Und schließlich geht es um Marlene in Berlin, wobei man die biografisch einschränkende Ortsangabe nicht zu ernst nehmen sollte. Denn selbstverständlich behandelt die Autorin, wenngleich kürzer, auch die weitaus längeren Berlin-fernen Abschnitte im Leben Dietrichs.

Wenngleich diese ihre Autobiografie fast lokalpatriotisch mit „Ich bin, Gott sei Dank, Berlinerin“ betitelte, ist sie doch nach ihrem Umzug in Richtung Hollywood, wohin sie bereits am Premierenabend des „Blauen Engels“ abreiste, zu Lebzeiten nur noch sporadisch in ihre Heimatstadt zurückgekehrt – und erst nach ihrem Tod für immer, auf eigenen Wunsch, begraben auf dem Friedhof an der Friedenauer Stubenrauchstraße.

Begonnen hatte dieses Leben auf der „Roten Insel“, am 27. Dezember 1901 in der heutigen Leberstraße 65. „Nur an einer kleinen Gedenktafel“ sei das zu erkennen, heißt es in der alten wie neuen Version des Buches.
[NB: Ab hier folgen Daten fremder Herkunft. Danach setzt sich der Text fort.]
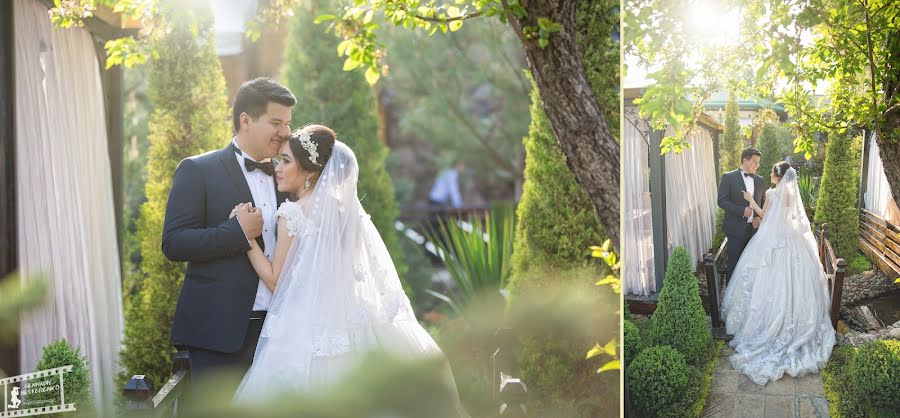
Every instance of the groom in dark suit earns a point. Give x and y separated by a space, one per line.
740 221
222 305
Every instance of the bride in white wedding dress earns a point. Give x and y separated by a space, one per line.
337 295
777 303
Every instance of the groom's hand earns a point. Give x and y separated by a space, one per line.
251 221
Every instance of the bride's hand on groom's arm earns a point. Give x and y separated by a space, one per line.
250 219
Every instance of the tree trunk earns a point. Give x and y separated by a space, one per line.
592 154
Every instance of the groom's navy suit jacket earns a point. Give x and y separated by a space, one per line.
731 199
214 307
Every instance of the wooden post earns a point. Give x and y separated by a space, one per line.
712 291
138 391
838 291
658 207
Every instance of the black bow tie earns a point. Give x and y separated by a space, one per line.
265 166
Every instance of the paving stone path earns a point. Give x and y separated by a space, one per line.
733 395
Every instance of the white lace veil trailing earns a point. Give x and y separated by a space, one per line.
777 304
338 295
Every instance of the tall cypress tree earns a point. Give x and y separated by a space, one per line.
343 101
190 116
556 225
838 194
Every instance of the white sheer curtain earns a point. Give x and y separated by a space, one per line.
65 205
691 195
637 222
878 191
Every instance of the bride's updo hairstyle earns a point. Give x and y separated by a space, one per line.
312 146
781 168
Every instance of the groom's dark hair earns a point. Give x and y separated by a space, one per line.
748 153
254 96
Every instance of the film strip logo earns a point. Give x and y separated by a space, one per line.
14 399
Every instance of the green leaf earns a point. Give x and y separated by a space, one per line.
342 47
351 64
324 18
611 365
594 352
372 76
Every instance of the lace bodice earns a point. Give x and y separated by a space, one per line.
297 222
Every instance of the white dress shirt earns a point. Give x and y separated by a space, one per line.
262 188
446 189
750 184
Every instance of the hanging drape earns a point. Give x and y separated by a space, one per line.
67 227
691 195
637 222
877 198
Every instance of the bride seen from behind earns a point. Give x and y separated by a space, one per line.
777 303
337 295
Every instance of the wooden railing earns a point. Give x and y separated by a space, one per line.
171 399
880 241
427 213
716 278
835 271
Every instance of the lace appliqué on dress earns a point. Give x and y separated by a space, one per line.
297 223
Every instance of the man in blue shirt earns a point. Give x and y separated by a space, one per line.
445 191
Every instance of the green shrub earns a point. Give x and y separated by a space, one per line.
842 402
860 263
679 320
770 148
875 374
76 384
556 225
190 116
732 141
343 101
631 341
838 194
549 233
657 379
551 356
479 267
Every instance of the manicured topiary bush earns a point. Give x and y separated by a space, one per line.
631 341
679 319
190 116
76 384
657 379
556 226
875 375
838 193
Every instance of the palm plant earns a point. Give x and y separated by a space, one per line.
477 254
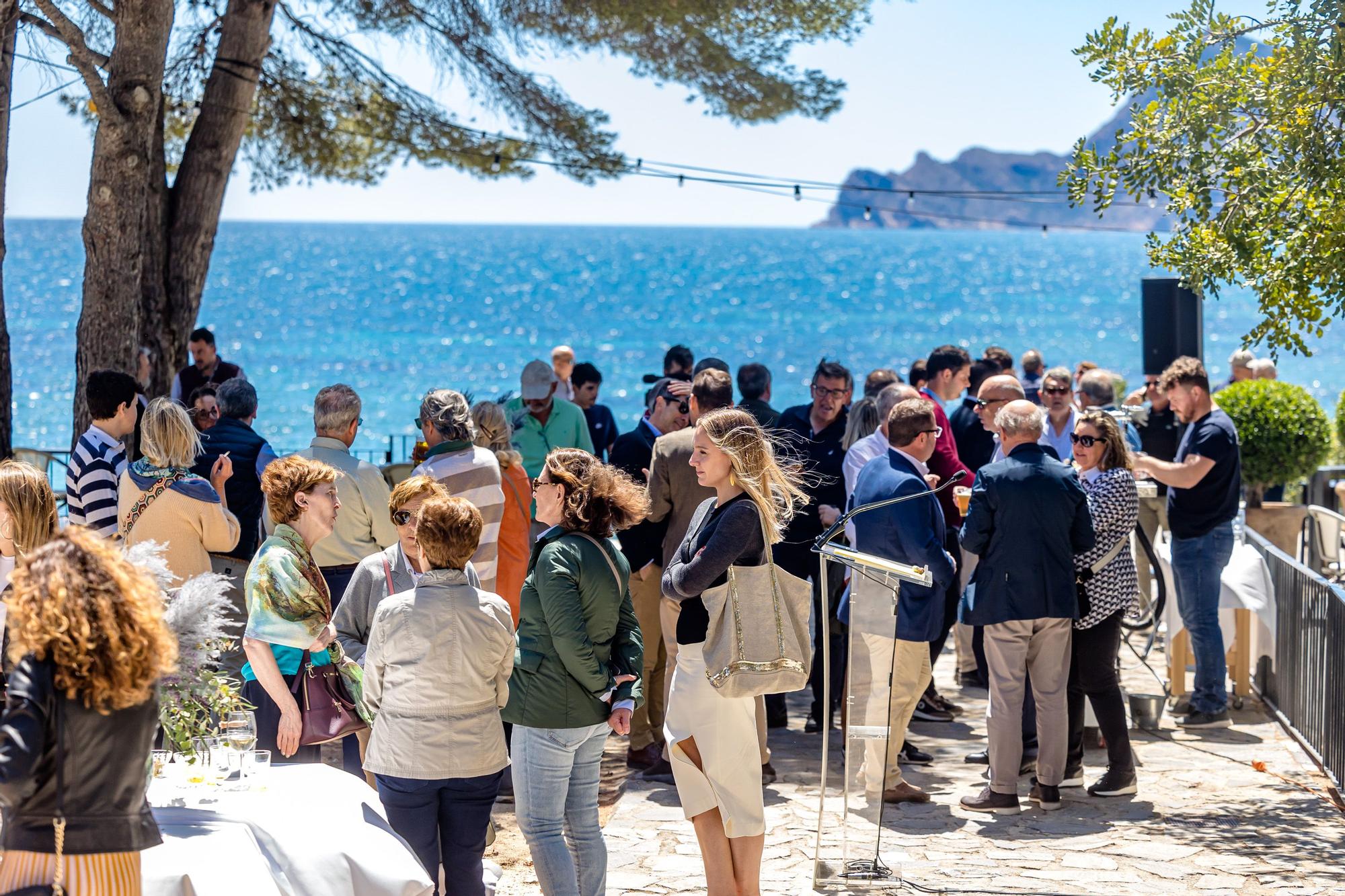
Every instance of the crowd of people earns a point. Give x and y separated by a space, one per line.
536 584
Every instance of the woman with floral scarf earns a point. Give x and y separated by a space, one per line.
289 604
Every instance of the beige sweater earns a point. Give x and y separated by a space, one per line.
189 528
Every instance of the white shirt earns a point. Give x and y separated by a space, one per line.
860 454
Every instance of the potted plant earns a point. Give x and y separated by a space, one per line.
1285 436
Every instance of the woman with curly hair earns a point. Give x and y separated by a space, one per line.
576 671
290 610
89 641
712 739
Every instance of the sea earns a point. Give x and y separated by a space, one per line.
396 310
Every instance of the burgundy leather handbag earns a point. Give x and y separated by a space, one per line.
326 709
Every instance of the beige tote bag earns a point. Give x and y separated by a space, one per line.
758 638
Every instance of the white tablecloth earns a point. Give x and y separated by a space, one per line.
311 831
1246 584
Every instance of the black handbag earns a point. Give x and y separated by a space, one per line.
59 823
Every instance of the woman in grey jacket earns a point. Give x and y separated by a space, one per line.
388 572
436 674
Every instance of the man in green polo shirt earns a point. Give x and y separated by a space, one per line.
543 421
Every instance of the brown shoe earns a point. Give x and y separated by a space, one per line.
903 792
645 756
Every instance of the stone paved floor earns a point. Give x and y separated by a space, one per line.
1200 822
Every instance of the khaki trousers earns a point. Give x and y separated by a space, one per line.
1013 650
906 665
648 721
961 633
669 612
1153 514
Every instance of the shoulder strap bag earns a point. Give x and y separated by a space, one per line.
59 822
758 638
326 708
149 498
1083 576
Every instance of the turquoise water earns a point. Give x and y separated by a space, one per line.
395 310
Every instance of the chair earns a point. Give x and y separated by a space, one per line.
397 473
46 462
1324 541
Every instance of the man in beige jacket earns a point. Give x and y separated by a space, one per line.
675 495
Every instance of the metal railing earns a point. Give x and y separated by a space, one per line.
1307 682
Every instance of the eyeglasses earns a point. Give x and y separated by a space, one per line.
822 392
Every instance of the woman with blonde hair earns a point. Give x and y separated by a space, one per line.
89 641
290 608
576 671
161 499
28 514
712 739
516 542
1105 471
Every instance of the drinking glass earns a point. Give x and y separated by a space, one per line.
240 729
256 766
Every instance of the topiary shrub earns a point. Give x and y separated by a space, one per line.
1284 432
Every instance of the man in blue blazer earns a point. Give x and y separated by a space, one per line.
898 650
1027 522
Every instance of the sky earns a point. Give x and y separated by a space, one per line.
935 76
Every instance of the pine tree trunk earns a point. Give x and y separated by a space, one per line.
198 192
119 194
9 32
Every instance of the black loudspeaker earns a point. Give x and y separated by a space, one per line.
1172 323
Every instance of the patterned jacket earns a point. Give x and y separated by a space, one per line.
1114 505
Seit 2008 stimmt dies freilich nicht mehr, als dem Haus zusätzlich eine „Berliner Gedenktafel“ spendiert wurde.

Auch an vielen anderen Orten in Berlin wären solche an den Star erinnernde Tafeln möglich, aus deren von der Autorin genannten Adressen man leicht einen Marlene-Dietrich-Spaziergang erstellen könnte. Eine ist die der ehemaligen, Mädchen vorbehaltenen Auguste-Viktoria-Oberschule in der Nürnberger Straße 63, heute Sitz der Erwachsenenbildungsstätte Kolleg Schöneberg.

Und am Schlosspark-Theater in Steglitz könnte eine Plakette an Marlenes ersten, im Buch unerwähnten Bühnenauftritt erinnern. Am 20. Januar 1920 mimte sie in dem Lustspiel „Der große Bariton“ eine Verehrerin der Titelfigur. Man könnte auch sagen: Sie umschwärmte ihn wie ‘ne Motte das Licht.